Seven on Seven Teams: Emily Roysdon and Kellan Elliott-McCrea

(0)

Emily Roysdon, Story of History (2009)

Continuing our announcing the pairings of artists and technologists for Seven on Seven: Emily Roysdon & Kellan Elliott-McCrea are teaming up. The artist and the technologist both explore a broad range of ideas in their work, from activism to collaborative works...

Emily Roysdon (1977) is a New York and Stockholm based artist and writer. Her working method is interdisciplinary and recent projects take the form of performance, photographic installations, print making, text, video, curating and collaborating. Roysdon recently developed the concept "ecstatic resistance" to talk about the impossible and imaginary in politics. The concept debuted with simultaneous shows at Grand Arts in Kansas City, and X Initiative in New York. She is editor and co-founder of the queer feminist journal and artist collective, LTTR. She is a contributing member with the band MEN. Roysdon completed the Whitney Museum Independent Study Program in 2001 and an Interdisciplinary MFA at UCLA in 2006. Roysdon has received grants from Art Matters (2008), Franklin Furnace (2009) and the Rhema Hort Mann Foundation (2010). For six months in 2008 she was a resident at the International Artists Studio Program in Sweden (IASPIS). Roysdon's work has been shown at the 2010 Whitney Biennial, Greater NY at MoMA/PS1, Manifesta 8, Bucharest Biennial 4, Participant, Inc. (NY); Museo Tamayo (Mexico City); New Museum (NY); and Power Plant (Toronto). Recent solo shows include new commissions from Art in General (NY), Konsthall C (Stockholm) and a Matrix commission from the Berkeley Art Museum. Her videos have been screened widely, most recently at the Berlinale; and the Images Festival (Toronto). Her writings have been published in numerous books and magazines, including the Journal of Aesthetics and Protest, Zehar, C Magazine, and Women & Performance: a Journal of Feminist Theory.

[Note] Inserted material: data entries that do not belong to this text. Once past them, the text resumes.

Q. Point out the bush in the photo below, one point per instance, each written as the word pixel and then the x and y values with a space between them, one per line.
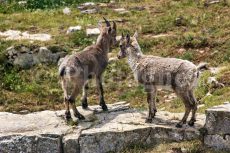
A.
pixel 80 39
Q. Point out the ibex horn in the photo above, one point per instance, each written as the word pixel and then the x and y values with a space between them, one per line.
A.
pixel 107 22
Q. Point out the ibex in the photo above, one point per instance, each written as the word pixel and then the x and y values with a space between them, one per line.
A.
pixel 152 71
pixel 75 70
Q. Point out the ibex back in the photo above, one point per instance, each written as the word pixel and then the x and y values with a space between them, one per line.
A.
pixel 76 69
pixel 152 71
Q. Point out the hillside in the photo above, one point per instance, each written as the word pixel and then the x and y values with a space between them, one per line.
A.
pixel 194 30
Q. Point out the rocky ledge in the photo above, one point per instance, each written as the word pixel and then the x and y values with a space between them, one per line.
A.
pixel 101 132
pixel 218 127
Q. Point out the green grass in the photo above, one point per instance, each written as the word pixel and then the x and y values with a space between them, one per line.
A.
pixel 187 146
pixel 190 24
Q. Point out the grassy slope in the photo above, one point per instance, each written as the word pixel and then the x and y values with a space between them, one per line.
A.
pixel 198 28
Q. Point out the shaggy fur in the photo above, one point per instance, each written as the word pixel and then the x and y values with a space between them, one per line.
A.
pixel 76 69
pixel 174 74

Kellan Elliott-McCrea is the VP of Engineering at Etsy.com. Previously he was the architect at Flickr.com.  He's obsessed with projects and products that allow people to collaborate in new ways, that create more value then they capture, and that are self sustaining without reference to broken advertising models and mass consumption of late stage corporate capitalism.   He speaks frequently on topics ranging from scaling technical and social systems, open standards, privacy, and data.  Other projects include co-authoring the OAuth 1.0 authentication standard, and helping launch Indymedia.org.